A Mobility Pricing Commission has been struck by Translink to make recommendations on how road pricing may be implemented to reduce congestion and raise revenue for transportation projects. Road pricing can take many forms but the Commission has narrowed its focus to two approaches:
1) Distance-Based Charges – charging a vehicle based on how many kilometers are driven, with the price potentially different depending on time of day, location, and direction of travel.
(see examples below)
2) Congestion-Point Charges – charging a vehicle to travel past a defined point or location such as a bridge or highway; or charging a vehicle to enter/exit a defined area/zone. (see examples below)
The Burnaby Board of Trade (BBOT) has been engaging with the Commission for several months, providing input and ensuring the interests of business are heard. Now, as the Commission heads into the final stages of consultation ahead of issuing its report, the BBOT wants to provide its members with opportunities to get involved and have a say:
- Join the BBOT’s Road Pricing Task Force!
This small group of members will meet in-person and help determine the BBOT’s position on potential road pricing options. This will be an interesting opportunity to help shape policy and decisions on this issue. Click here to apply to join this group!
- Share your thoughts and opinions with us!
Let us know what you think of road pricing and how the various approaches may impact your business either positively or negatively. Email us here.

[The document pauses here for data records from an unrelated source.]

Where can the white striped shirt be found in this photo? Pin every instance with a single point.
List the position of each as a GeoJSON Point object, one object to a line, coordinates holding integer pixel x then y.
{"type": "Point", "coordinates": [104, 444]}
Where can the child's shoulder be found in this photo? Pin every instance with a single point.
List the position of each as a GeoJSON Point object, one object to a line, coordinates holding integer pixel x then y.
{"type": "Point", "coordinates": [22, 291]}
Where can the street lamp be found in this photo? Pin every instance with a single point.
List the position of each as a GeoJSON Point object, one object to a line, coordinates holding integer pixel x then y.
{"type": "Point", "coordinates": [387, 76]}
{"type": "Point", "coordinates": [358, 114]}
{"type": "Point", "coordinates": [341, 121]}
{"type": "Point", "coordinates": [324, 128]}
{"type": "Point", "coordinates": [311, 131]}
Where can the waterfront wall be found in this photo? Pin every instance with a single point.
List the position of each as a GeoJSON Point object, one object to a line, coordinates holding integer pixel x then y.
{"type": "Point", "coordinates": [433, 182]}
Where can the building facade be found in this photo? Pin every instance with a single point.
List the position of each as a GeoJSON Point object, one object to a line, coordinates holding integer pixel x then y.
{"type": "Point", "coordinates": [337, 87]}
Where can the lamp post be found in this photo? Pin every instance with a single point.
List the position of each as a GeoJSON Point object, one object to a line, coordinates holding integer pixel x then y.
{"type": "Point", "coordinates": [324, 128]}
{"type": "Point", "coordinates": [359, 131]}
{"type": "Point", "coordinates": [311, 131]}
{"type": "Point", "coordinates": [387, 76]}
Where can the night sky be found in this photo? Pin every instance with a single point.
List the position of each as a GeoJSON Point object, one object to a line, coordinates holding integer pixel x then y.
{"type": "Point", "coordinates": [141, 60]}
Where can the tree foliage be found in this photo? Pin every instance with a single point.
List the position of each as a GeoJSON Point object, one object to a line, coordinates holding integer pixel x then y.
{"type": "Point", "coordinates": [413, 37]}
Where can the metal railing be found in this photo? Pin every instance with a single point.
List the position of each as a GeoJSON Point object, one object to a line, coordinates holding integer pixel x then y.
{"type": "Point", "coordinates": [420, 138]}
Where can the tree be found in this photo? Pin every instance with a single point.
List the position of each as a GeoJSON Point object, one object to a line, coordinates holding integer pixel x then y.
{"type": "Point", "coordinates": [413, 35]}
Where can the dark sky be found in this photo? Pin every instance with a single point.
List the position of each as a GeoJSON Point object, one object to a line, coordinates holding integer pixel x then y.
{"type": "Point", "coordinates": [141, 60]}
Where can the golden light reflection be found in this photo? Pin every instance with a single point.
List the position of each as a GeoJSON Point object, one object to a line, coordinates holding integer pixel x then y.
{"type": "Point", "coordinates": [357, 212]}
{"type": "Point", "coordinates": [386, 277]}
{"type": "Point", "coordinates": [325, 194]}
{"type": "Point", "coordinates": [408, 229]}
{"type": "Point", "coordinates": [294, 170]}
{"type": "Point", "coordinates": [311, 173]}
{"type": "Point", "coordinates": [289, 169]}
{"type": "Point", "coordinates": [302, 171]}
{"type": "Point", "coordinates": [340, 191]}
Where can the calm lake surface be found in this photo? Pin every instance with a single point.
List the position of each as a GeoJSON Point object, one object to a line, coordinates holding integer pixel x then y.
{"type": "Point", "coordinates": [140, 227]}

- Participate in the formal engagement process with the Commission!
Click here to sign up to receive updates on how to give your feedback
The BBOT’s policy development process is always member-driven, and we thank you for your involvement and input on this issue.
Road Pricing Examples
The following are some examples of what road pricing systems could look like — they are illustrative only and are not formal recommendations or proposals. For the full list of examples provided by the Commission, click here.
Distance Based Charging — Multiple Zones
A Multiple Zone Distance Based system would see drivers charged a set rate per kilometre which would be higher in areas throughout the region with the most congestion, such as downtown and regional town centres. These charges could also change depending on time of day, location and direction.
Congestion Point Charging — Downtown Cordon
This system would see drivers pay to cross a dedicated boundary or cordon, in this example to enter downtown Vancouver. The charge may apply to just entrances, or to both entrances and exits, and could change based on time of day/day of week.